E opportuno ricordare che i fondi avvoltoio sono delle aziende private che riacquistano il debito degli Stati in difficoltà ad un prezzo scontato per poi reclamare il pagamento al 100% del suo valore iniziale, maggiorato di interessi e penalità. Nutrendosi delle difficoltà finanziarie dei paesi, registrano profitti che corrispondono in media tra il tre e le venti volte il loro investimento, il che equivale ad un rendimento tra il 300% e il 2000%.

Per porre fine a queste pratiche speculative che hanno un impatto negativo sulle popolazioni degli Stati indebitati che il Parlamento federale belga ha legiferato nel 2015 per evitare che i fondi avvoltoio ricevessero in Belgio più di quanto abbiano effettivamente pagato per riacquistare il debito dello Stato attaccato, anche se hanno ottenuto una sentenza all’estero che li era favorevole.

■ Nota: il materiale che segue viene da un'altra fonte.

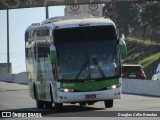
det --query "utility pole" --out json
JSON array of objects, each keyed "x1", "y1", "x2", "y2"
[{"x1": 112, "y1": 0, "x2": 116, "y2": 24}]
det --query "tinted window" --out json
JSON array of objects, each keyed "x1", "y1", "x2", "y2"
[
  {"x1": 54, "y1": 25, "x2": 117, "y2": 44},
  {"x1": 122, "y1": 66, "x2": 141, "y2": 73}
]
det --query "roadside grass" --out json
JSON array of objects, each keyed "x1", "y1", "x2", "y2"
[
  {"x1": 139, "y1": 52, "x2": 160, "y2": 68},
  {"x1": 139, "y1": 52, "x2": 160, "y2": 80},
  {"x1": 123, "y1": 37, "x2": 160, "y2": 80}
]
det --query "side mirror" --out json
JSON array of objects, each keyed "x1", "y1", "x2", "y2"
[
  {"x1": 50, "y1": 44, "x2": 57, "y2": 64},
  {"x1": 119, "y1": 38, "x2": 127, "y2": 59}
]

Respingendo il NML Capital Fund, la Corte Costituzionale dà il via libera all’intensificazione della lotta contro i creditori illegittimi a livello internazionale. Come sottolinea Renaud Vivien, “gli Stati non hanno più scuse e devono adottare leggi simili a quella del Belgio per porre fine alla speculazione sui debiti. Questo è ciò che chiedono i movimenti sociali che lottano contro i debiti illegittimi, ma anche il Parlamento europeo nella sua risoluzione del 17 aprile 2018. Quest’ultimo invita gli Stati membri dell’Unione europea a legiferare contro la speculazione dei fondi avvoltoio, ispirandosi al diritto belga.

La lotta deve quindi continuare contro la speculazione sui debiti pubblici ma anche su quelli privati, sui quali prosperano i fondi avvoltoio. In questo spirito, la nuova Piattaforma contro i fondi avvoltoio in Spagna, che riunisce molte organizzazioni, attacca i fondi di investimento che speculano in settori strategici come quello immobiliare o sanitario e promette di lottare per l’adozione di una legislazione simile a quella belga. Solo la mobilitazione in questa direzione può fermare Paul Singer, che, insaziabile, avanza le sue pedine in Spagna acquisendo la società di recupero dei crediti non pagati, Gesif, nel 2013, rilevando i crediti inesigibili di Bankia e Santander e acquisendo una partecipazione nel capitale della concessionaria autostradale Abertis.

La lotta contro i fondi avvoltoio deve continuare anche di fronte alle difficoltà di rimborso del debito attualmente incontrate da diversi paesi, che rappresentano una manna per questi rapaci finanziari.